第22話 つかの間の休息

 悠可(愛可)は、久し振りに実家に帰って来た。

 王都の中心から市街地を抜けて、東端に位置する場所に屋敷はある。

 貴族の屋敷のように華麗ではない。敷地もそれ程広大ではない。


 屋敷の背後には森があり、万一の場合はその森を抜けて、その背後に悠然と流れる川に降り、隠してある船で川を下って、聖国教会の修道場に逃げ込めるようになっている。

 屋敷の周囲は、一見すると牢獄かと思うような雰囲気を持っている。頑丈な鉄柵と石の壁が交互に配された塀は、見上げる程高く、容易に侵入が出来ないように、少し外側に反っている。塀の上部には棘のある植物が蔓を巻いていて、そこを越えるには覚悟が必要だろう。

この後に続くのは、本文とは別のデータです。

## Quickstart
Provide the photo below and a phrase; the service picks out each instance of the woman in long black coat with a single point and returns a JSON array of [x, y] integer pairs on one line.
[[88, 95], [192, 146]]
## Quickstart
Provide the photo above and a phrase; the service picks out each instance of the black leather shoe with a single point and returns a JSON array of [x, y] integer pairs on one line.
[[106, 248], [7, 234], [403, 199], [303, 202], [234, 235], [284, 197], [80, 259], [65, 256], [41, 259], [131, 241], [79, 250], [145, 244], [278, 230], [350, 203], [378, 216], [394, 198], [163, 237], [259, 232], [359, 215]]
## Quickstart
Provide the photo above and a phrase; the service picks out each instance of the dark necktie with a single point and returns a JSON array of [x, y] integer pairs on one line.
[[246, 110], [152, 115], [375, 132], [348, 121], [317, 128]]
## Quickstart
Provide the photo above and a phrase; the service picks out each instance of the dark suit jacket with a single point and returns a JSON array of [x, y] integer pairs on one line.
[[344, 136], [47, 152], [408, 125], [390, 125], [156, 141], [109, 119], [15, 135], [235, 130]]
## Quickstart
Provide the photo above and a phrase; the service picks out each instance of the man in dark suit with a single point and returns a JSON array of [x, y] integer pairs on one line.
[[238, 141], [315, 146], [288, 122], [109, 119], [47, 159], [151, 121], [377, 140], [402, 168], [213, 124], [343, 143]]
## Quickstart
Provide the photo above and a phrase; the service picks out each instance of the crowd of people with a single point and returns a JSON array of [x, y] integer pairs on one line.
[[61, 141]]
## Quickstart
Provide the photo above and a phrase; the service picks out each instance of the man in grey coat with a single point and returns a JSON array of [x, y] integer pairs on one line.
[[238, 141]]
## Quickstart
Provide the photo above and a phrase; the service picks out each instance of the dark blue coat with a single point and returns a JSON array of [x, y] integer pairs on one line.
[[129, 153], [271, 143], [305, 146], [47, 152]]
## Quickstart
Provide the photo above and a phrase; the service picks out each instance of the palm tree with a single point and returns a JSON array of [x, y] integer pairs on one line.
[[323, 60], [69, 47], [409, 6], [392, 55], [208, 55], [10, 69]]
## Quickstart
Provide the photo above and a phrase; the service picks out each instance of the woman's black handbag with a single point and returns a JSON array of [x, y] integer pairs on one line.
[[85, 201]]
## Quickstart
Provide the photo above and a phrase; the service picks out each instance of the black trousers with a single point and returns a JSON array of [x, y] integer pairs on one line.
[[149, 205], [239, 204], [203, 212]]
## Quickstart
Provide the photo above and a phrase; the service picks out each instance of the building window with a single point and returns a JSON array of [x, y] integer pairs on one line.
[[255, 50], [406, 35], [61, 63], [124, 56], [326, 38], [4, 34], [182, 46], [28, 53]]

 火矢を射かけられても容易には燃えないように、屋敷の壁には薄い石を貼ってあり、石が貼れない箇所は漆喰で仕上げられるという、徹底ぶりだ。


 子供の頃に外出して帰って来る時、この屋敷を外から眺めて、余りにも陰鬱に見えたので、せめて庭に明るい花を植えようと思ったが、祖母曰く、

「地を這う種類のバラを植えてあるので、花は咲くから、その時に見なさい。」

そう言われて、諦めたのだった。

 守りに特化した屋敷。それ程に構えなければならないのは、万一の時に王都に居を置く王を連れて落ち延びる為だ。


 『王の盾。王の剣。王の人。』


 崑国を創った初代王は、どんな人物だったのだろうか。

 巌一族は、この地で既に一大勢力として君臨していたのに、何故、崑国の初代王を支える側に回ったのだろうか。忘れ去られる程に永い年月を過ごした今でも。


 巌総領家の主人にならなければ見られない蔵書が多数あるが、その中にならこの疑問に対する答えが得られるのだろうか。

 巌家の者と、王家の者の婚姻を忌避した理由も、分かるのだろうか。

 第二王子の死という形で、悠可は王家との婚姻が消えたが、生きていたなら、今頃は妻として隣に居たのだろうか。

 祖父の貞貫は、第二王子との婚姻を何故許したのだろうか。第二王子の人となりに感銘を受けたとされているが、巌の掟を破る理由としては弱いと思う。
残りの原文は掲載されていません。